Ich glaubte ein Gefühl in mir zu haben, dass sich Nummer 4 eher auf den Weg machen wird. Im Nachgang betrachtet kann ich lachend sagen, dass ich es einfach gehofft hatte. Die Schwangerschaft fing an beschwerlich zu werden. Ich ging mir hormonell selbst auf den Geist. Wollte mit den Kindern wieder kuscheln, ohne dass der Bauch gefühlte Tonnen wog und mich körperlich einschränkte. Ja, ich kann es nicht leugnen, ich hatte es satt. So sehr, dass ich ziemlich lange Spaziergänge unternahm, mich generell viel bewegte, um dann abends wieder über müe Füße und einen schmerzenden Rücken zu jammern.

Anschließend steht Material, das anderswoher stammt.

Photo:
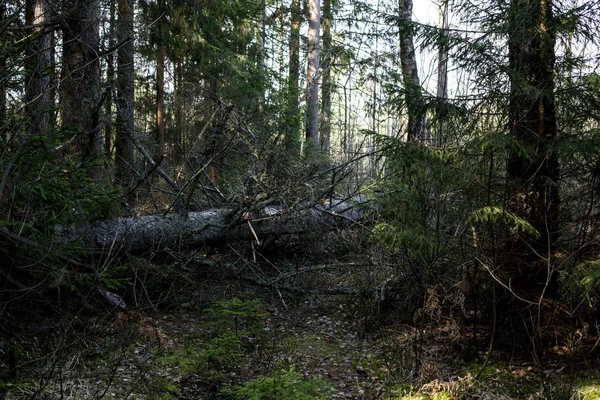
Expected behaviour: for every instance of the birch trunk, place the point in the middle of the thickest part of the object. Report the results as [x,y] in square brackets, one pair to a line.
[416,127]
[312,76]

Am 19.07.2020 stand der errechnete Termin an. Meine Schwester war bereits samt Mann und Tochter angereist, um unseren großen Kindern Ferien von zu Hause aus zu ermöglichen und uns im Fall der anstehenden Entbindung den Rücken frei zu halten. Wir hätten locker zwei Staffeln „Alle unter einem Dach“ oder „Full House“ mit Material versehen können. Ich bin für diese Zeit unheimlich dankbar. Für das ständige Lachen in unserer großen Wohnung, Spieleabende, gemeinsame lange Spaziergänge und diese unnachahmliche Gefühl von Großfamilie. Es hat mich von Tag zu Tag getragen. Bis am ET die ersten Wehen einsetzten.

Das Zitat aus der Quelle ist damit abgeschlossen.